Pero si la idea misma de santidad resulta repelente para los manipuladores de la opinión pública, peores les parecen los procedimientos para declarar las virtudes sobresalientes del candidato a la canonización y las ceremonias con que se lo declara siervo de Dios, beato y, por último, santo.
Fuera del examen que hace el llamado “Abogado del Diablo” en torno de la vida del candidato, se requiere que por la intercesión de éste se haya producido algún milagro, es decir, un evento que no pueda explicarse científicamente y que se pruebe que está asociado a la oración de los fieles y, por ende, a la intercesión suya ante Dios Todopoderoso. Los escépticos ponen, por así decirlo, el grito en el cielo cuando se les habla de fenómenos que no obedecen a la regularidad natural, de la fuerza de la oración, de la acción de un muerto y del poder de Dios, al que niegan a rajatabla a punto tal que prefieren afirmar sin ruborizarse que el mundo se creó a sí mismo (Hawkins) antes que admitir que hubo y hay un Creador.
Recomiendo a los escépticos que lean “El milagro-¿Un desafío para la ciencia”, de Pierre Delboz, para que tengan algún conocimiento del asunto y no se queden en el estadio de la mera negación y la acusación de fraude.
Pregunto, además, si sería posible hoy hacer un montaje respecto de la curación del mal de Parkinson de una religiosa, que sirvió de base para la beatificación de Juan Pablo II, o la de una parálisis de la pierna izquierda que acaba de reconocerse en Lourdes. Si tienen verdadero espíritu científico, estudien los casos y después hablen, como lo hizo Alexis Carrel hace cosa de un siglo.

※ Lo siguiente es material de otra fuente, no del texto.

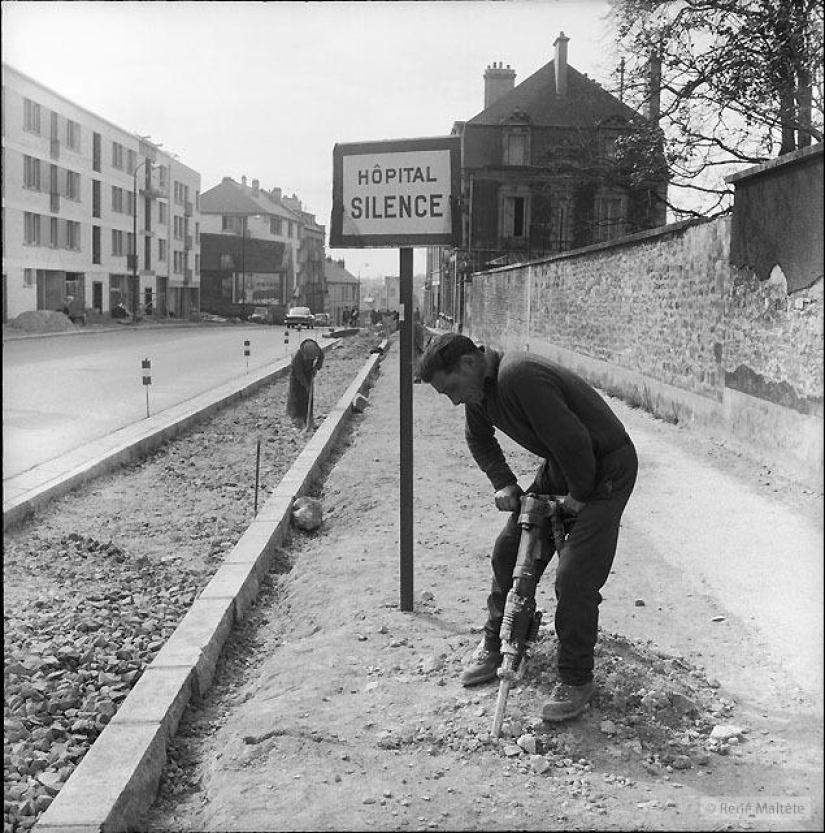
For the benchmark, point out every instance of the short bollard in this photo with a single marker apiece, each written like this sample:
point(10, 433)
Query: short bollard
point(147, 380)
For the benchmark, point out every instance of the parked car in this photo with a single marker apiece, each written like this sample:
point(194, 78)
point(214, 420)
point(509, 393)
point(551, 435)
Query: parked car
point(261, 315)
point(300, 317)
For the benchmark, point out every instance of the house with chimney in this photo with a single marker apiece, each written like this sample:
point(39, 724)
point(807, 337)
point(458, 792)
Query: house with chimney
point(541, 174)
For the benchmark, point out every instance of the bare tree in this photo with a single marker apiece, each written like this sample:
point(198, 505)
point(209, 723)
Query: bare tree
point(727, 82)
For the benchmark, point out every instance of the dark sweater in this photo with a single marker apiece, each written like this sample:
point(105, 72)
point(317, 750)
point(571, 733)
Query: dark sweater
point(548, 410)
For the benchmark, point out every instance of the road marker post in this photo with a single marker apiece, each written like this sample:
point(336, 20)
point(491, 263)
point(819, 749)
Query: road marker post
point(146, 364)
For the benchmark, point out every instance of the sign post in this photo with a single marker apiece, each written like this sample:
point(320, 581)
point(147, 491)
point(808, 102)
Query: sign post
point(399, 194)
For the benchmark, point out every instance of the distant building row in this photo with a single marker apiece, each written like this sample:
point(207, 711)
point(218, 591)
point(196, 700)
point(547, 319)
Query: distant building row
point(81, 196)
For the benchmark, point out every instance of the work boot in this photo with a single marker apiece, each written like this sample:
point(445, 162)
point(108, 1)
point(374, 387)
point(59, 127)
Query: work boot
point(567, 701)
point(483, 667)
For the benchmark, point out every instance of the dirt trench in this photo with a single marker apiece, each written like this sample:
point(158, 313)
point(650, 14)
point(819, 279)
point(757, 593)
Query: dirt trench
point(94, 584)
point(334, 710)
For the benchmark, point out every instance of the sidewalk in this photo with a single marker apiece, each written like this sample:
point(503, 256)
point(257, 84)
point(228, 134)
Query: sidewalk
point(349, 715)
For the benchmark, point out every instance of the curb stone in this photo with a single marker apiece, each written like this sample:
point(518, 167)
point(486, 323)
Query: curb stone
point(118, 779)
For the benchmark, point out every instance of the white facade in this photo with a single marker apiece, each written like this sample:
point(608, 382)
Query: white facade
point(75, 190)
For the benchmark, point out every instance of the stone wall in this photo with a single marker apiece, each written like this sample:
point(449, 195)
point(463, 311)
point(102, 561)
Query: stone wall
point(662, 319)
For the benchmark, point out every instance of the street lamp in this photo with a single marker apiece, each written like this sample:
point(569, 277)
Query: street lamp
point(135, 287)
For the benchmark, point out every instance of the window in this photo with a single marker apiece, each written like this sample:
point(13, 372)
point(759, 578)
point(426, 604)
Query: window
point(610, 216)
point(95, 244)
point(72, 134)
point(96, 140)
point(73, 235)
point(515, 148)
point(73, 185)
point(31, 116)
point(514, 217)
point(31, 228)
point(31, 173)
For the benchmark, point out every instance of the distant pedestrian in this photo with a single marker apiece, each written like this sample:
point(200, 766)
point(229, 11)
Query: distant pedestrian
point(307, 361)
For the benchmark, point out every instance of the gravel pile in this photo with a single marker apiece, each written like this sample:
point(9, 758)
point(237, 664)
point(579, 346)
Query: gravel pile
point(651, 707)
point(41, 321)
point(96, 583)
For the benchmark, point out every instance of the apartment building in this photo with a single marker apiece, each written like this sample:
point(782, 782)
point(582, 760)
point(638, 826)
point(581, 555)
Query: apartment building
point(343, 287)
point(252, 212)
point(92, 211)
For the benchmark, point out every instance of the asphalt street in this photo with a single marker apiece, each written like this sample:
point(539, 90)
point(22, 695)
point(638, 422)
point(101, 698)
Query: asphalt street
point(60, 392)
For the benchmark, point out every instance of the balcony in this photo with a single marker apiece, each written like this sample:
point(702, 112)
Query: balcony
point(152, 191)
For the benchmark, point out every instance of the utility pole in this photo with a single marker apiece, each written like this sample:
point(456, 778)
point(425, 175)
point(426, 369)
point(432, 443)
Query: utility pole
point(135, 286)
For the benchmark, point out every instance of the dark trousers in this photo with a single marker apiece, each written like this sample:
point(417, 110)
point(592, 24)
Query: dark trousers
point(583, 566)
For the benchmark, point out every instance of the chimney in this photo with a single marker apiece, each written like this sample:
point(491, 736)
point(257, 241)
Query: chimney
point(498, 81)
point(653, 106)
point(561, 64)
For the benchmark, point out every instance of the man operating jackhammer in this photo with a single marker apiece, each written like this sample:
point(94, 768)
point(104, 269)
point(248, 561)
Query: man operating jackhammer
point(588, 460)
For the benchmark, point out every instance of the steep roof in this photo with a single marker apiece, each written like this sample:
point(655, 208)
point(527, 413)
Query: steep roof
point(585, 104)
point(335, 273)
point(230, 197)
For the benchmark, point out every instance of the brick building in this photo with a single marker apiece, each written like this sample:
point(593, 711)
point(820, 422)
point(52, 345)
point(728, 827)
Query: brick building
point(81, 196)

El tema de la oración es tan desagradable de tratar como el de los milagros y acarrea toda clase de burlas de parte de los impíos. Pero hay un hecho: la oración obra, tanto en quienes la recitan como en terceros. Hay suficiente literatura sobre el particular, pero bien se dice que no hay peor sordo que el que no quiere oír. Y más allá de los estudios de campo y los mútiples testimonios que se conocen, está la experiencia personal de quienes sabemos cómo puede obrar el espíritu en momentos difíciles de nuestras vidas.
El “Credo Occidental” que varias veces he mencionado postula que todo acaba para el individuo humano con la muerte biológica. Hablar, pues, de espíritus que sobreviven a ese acontecimiento decisivo parece un exabrupto. Peor será venerarlos, pedirles, reconocer que pueden interactuar con los vivos y admitir que hay un mundo sobrenatural que influye en el que consideramos natural. Y, desde luego, cuando admitimos que hay un Dios omnipotente y misericordioso que atiende nuestras súplicas, bien sea las que le hacemos directamente, ya las que elevamos a través de intermediarios sagrados, ahí sí que entramos en el escenario del anatema y se pone de presente la animosidad a veces violenta, por lo menos en las palabras y los gestos, de los incrédulos.
Como para éstos la ceremonia de beatificación que presenciamos el domingo pasado fue apenas un espectáculo de masas, hubo quien la comparara desfavorablemente con la boda principesca que tuvo lugar dos días antes en Londres, así como los que se atrevieron a denunciar el populismo del Vaticano o su artero intento de recuperar el ascendiente sobre las masas que ha perdido por obra de la mentalidad moderna o postmoderna y por los escándalos del clero.
Lo reitero: si pongo en duda los artículos del “Credo Occidental” y adhiero a los del de Nicea, me veré expuesto a toda clase de reacciones adversas. Así sea.